# new stand AND 20 gallon tank :D



## pj1218 (Jun 11, 2011)

so my mom was gonna get me a 10 gallon stand. she looked on craiglist and saw there was a cheap metal one with a 10 gallon for just 30 dollers. so we went to get it and it turns out the tanks a 20 gallon and the bottom is big enough to fit a 15 gallon. we put one of my spare 10 gallons in the bottom to see how well it fitted but its in the middle and we dont know if it qould hold though. i put pics on so can anyone tell if the bottom is good enough to hold a 10 gallon on the bottom and the 20 on the top?


----------



## bmlbytes (Aug 1, 2009)

I would think that if it can hold 15 gallons of water it should hold 10. However, it might put all of the support on the outside frame. The strips in the middle look fairly thin. 

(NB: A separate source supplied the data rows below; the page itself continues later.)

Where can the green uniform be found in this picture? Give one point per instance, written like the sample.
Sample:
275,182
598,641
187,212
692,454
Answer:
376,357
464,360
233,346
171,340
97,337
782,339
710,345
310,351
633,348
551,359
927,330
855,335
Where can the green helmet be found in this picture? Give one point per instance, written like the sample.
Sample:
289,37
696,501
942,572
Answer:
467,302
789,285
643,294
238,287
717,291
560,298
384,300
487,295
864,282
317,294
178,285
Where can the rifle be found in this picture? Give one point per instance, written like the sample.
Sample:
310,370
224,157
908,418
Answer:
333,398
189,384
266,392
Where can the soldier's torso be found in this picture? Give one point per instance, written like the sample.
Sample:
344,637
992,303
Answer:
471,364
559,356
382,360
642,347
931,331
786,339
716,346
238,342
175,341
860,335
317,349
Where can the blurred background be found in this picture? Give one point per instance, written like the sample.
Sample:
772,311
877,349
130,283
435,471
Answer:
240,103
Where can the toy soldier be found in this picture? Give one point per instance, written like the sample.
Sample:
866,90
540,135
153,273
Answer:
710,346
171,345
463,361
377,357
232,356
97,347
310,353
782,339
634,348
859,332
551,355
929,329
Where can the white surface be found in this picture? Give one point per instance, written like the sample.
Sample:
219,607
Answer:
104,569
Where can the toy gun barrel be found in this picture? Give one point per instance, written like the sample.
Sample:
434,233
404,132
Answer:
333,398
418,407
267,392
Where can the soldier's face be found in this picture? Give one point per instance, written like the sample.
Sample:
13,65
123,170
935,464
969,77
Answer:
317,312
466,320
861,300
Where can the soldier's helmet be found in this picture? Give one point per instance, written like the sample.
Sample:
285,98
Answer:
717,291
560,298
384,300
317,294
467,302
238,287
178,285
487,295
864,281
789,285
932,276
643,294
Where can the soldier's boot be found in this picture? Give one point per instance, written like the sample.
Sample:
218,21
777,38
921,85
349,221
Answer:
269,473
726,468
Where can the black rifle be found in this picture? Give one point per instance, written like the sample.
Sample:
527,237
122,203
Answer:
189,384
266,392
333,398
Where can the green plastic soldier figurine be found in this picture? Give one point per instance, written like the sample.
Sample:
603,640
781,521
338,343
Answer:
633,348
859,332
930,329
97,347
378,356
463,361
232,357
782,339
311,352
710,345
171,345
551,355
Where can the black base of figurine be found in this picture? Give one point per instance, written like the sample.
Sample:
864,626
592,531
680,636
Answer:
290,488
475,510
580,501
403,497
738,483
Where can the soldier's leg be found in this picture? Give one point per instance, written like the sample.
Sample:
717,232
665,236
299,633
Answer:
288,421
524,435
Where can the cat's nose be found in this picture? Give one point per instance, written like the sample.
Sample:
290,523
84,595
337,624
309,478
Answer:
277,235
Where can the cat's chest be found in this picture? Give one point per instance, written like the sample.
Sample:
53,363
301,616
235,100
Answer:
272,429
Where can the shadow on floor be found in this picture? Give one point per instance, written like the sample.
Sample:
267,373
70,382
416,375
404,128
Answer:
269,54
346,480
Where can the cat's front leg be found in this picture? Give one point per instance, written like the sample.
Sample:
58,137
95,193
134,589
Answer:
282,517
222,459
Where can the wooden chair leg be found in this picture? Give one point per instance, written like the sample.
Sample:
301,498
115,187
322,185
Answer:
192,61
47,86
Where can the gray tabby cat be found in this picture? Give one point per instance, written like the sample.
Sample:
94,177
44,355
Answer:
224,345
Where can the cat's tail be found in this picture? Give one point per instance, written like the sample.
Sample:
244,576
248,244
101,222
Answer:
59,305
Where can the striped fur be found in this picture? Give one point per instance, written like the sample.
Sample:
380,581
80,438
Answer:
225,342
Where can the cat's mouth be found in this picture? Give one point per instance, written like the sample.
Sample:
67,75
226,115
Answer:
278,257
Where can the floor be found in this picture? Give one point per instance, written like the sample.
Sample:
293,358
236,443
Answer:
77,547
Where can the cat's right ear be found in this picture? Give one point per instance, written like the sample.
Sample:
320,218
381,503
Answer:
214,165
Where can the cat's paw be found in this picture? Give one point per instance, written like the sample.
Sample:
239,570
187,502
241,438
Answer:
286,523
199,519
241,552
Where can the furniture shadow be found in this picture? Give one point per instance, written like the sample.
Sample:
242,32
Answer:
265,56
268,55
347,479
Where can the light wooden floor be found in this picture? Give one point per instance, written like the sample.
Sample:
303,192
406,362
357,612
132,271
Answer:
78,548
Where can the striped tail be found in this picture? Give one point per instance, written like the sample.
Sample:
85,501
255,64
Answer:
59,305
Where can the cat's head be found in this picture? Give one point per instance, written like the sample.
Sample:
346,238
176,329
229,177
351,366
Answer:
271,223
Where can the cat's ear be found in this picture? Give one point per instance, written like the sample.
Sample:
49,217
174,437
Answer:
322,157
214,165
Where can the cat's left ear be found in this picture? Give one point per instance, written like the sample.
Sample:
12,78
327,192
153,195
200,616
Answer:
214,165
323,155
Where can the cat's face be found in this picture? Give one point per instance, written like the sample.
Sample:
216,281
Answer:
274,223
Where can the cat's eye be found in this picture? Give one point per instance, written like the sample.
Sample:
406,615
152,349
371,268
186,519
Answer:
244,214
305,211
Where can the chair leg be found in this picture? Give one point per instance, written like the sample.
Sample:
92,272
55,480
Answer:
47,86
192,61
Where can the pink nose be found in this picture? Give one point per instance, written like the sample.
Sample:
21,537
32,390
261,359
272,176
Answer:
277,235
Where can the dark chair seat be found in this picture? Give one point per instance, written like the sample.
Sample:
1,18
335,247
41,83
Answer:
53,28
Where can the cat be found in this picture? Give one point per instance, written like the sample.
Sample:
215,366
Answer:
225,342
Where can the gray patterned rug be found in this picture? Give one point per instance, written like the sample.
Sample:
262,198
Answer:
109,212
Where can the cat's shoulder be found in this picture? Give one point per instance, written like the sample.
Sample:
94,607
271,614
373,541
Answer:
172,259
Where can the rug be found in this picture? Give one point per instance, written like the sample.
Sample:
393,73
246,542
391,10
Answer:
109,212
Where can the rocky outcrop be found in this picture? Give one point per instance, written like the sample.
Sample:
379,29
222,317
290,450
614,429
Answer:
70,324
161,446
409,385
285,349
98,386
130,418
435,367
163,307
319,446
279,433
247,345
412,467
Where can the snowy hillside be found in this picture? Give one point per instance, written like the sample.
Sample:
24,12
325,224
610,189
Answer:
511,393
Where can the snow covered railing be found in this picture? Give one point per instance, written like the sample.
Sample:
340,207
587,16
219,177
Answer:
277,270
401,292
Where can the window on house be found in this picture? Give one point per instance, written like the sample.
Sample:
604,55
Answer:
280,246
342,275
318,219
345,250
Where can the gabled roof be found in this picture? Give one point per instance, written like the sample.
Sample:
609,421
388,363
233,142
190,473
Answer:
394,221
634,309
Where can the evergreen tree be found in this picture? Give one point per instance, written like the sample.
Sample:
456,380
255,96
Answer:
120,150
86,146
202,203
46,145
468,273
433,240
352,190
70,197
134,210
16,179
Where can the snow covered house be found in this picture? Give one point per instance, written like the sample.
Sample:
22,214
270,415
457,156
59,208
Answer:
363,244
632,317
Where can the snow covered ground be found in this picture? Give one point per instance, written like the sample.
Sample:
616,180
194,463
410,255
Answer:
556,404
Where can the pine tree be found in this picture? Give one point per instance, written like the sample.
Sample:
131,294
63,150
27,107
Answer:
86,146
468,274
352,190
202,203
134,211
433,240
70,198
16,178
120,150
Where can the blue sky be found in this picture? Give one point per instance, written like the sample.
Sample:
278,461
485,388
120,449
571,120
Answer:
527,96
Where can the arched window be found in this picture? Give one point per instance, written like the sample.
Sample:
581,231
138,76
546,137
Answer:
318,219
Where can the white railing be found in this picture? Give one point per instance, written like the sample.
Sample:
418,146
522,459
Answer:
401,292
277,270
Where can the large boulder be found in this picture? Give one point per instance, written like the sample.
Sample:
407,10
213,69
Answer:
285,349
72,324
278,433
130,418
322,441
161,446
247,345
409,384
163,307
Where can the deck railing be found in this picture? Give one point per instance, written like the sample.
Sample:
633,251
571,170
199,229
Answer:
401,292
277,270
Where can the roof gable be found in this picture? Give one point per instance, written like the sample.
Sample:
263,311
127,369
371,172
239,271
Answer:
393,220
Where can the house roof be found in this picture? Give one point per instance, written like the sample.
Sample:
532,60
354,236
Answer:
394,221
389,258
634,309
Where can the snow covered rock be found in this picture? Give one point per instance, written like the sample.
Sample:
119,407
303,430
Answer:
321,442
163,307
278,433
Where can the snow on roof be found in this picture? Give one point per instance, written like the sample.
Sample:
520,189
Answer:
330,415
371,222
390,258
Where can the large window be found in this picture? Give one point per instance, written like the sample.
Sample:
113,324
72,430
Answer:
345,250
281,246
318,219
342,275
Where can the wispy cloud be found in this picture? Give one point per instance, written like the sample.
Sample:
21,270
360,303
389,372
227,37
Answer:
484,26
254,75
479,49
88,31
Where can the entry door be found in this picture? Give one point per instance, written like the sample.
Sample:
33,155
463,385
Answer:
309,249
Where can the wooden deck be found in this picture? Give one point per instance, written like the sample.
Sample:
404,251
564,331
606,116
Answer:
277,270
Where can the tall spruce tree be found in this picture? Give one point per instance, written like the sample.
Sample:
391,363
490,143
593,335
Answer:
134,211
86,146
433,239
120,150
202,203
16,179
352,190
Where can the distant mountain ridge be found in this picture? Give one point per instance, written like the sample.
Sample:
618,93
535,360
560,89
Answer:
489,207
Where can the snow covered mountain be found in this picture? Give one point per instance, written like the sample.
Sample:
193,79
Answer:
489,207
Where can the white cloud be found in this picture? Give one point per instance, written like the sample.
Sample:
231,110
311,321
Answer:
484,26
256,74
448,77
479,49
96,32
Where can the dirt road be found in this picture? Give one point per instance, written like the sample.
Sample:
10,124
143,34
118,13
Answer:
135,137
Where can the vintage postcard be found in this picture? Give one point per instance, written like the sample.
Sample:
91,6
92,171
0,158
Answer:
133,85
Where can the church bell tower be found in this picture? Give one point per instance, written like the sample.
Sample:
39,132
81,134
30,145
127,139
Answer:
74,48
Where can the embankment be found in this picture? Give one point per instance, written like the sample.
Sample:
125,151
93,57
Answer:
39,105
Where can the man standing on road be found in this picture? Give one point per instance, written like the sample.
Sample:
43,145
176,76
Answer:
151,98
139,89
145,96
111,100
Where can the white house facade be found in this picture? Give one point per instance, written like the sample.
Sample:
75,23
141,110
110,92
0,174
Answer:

My suggestion would be to find a 15G you can throw down there. It will fit better and look better too. Check PetCo. Every once in a while they do their $1 per gallon tanks. Also Craigslist is bound to have one.


----------



## AquariumTech (Oct 12, 2010)

Wait for the 1 per gallon at Petco like stated above. One of my setups is like this, but the tank size matches the stand size. It probably could hold it but I wouldnt risk it. 10 gallons, glass, substrate, and etc. is not a pretty thing to come home to, at least not on your floors; not that I would know, I am only assuming here lol.


----------



## lohachata (Jan 27, 2006)

you could get a piece of 3/4" plywood cut to the size of the outer frame or just lay 2 pieces of 2 x 4 x 24 1/2..lay them across lengthwise and set the 10 on them...you won't have any problems at all...no sag no nothing...


----------



## pj1218 (Jun 11, 2011)

lohachata that what we ended up doing. it actually looks pretty good and i set up the 20 gallon yesterday so now it just has to cycle. its gonna have the kissing gourami in it so what else would you say to put in it? the kissing gourami is about 3 or 4 inches.


----------



## lohachata (Jan 27, 2006)

Helostoma Temminkii or kissing gourami will reach 12-16 inches in length...they can also be quite aggressive....i have known them to kill an entire tank other peaceful fish over a weekend....


----------



## pj1218 (Jun 11, 2011)

yeah we will eventualy be getting a 46 gallon bow front but not for awhile and i thought this would be better than the little fry net he is in right now.


----------